Envoyer à un ami | Version à imprimer | Version en PDF

Volonté politique ou effet de mode

par Moncef Wafi

En évoquant de «lourds» et «dangereux» dossiers de corruption traités par la justice, le chef d'état-major braque la lumière sur l'un des fléaux les plus répandus parmi l'administration Bouteflika. La corruption généralisée à tous les niveaux des prises de décision a irrémédiablement plombé la relance de l'économie nationale offrant du pays l'image caricaturale d'une république bananière à l'abandon. Croire que cette campagne mains propres lancée après le 22 février est suffisante pour extirper ce fléau du monde des affaires est naïf à plus d'un titre.

En effet, il est indéniable que l'action judiciaire soit accompagnée et protégée par une volonté politique inébranlable de lutte contre la corruption, loin des slogans creux brandis au fronton de la République. Ce n'est pas l'absence d'organes chargés de lutter contre la corruption qui a favorisé l'émergence des dessous-de-table et des commissions occultes, mais l'impunité généralisée autour des anciens responsables politiques et leurs hommes de paille qui est responsable de cette situation.

A ce titre, le fait de retrouver deux ex-Premiers ministres devant la justice n'est pas fortuit et les révélations du président de la Cour des comptes sur la non publication des rapports de l'institution depuis l'arrivée de Bouteflika au pouvoir ne font que confirmer ce parapluie politique offert à une oligarchie rampante qui a infiltré tous les étages du pouvoir.

A ce propos, Gaïd Salah a précisé que la corruption s'appuie sur des réseaux politiques, financiers et médiatiques «ainsi que de nombreux lobbies infiltrés au sein des institutions du pays». Des déclarations lourdes de sens qui mettent en accusation de hauts responsables du pays et cette offensive contre «les têtes de la bande» n'est pas sans rappeler l'initiative de l'éphémère Premier ministre Tebboune qui avait créé une inspection générale auprès de ses services.
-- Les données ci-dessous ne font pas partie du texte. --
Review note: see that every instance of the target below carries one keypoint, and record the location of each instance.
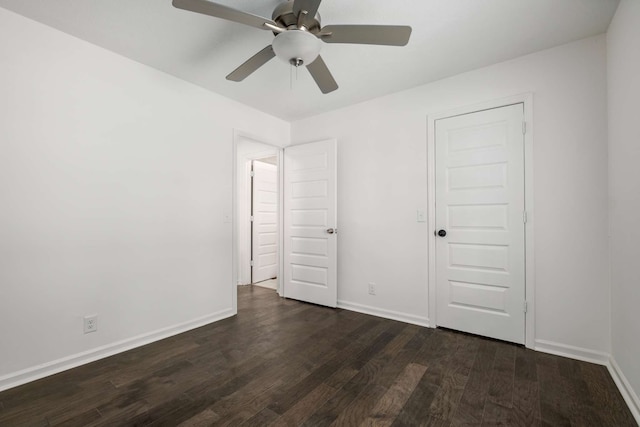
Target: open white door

L'homme savait pertinemment qu'en contrôlant les finances publiques et en conférant davantage de transparence au financement et à la réalisation des projets publics, il barrait la route à une faune de prédateurs en col blanc qui avait infiltré les rouages de l'Etat.

Cette inspection n'avait rien d'un organe de lutte contre la corruption parce que Tebboune n'était pas instruit de faire la chasse aux corrupteurs de tous grades mais de renflouer les caisses de l'Etat et récupérer les dizaines de milliards de dollars qui se trouvent toujours dans la nature, crédits alloués à certains opérateurs économiques tout-puissants. Ces marchés publics, qui ont fait les fortunes de quelques hommes de paille du pouvoir, sont devenus le centre des enjeux parce que seules sources d'argent qui restent dans un pays qui continue à couler dangereusement.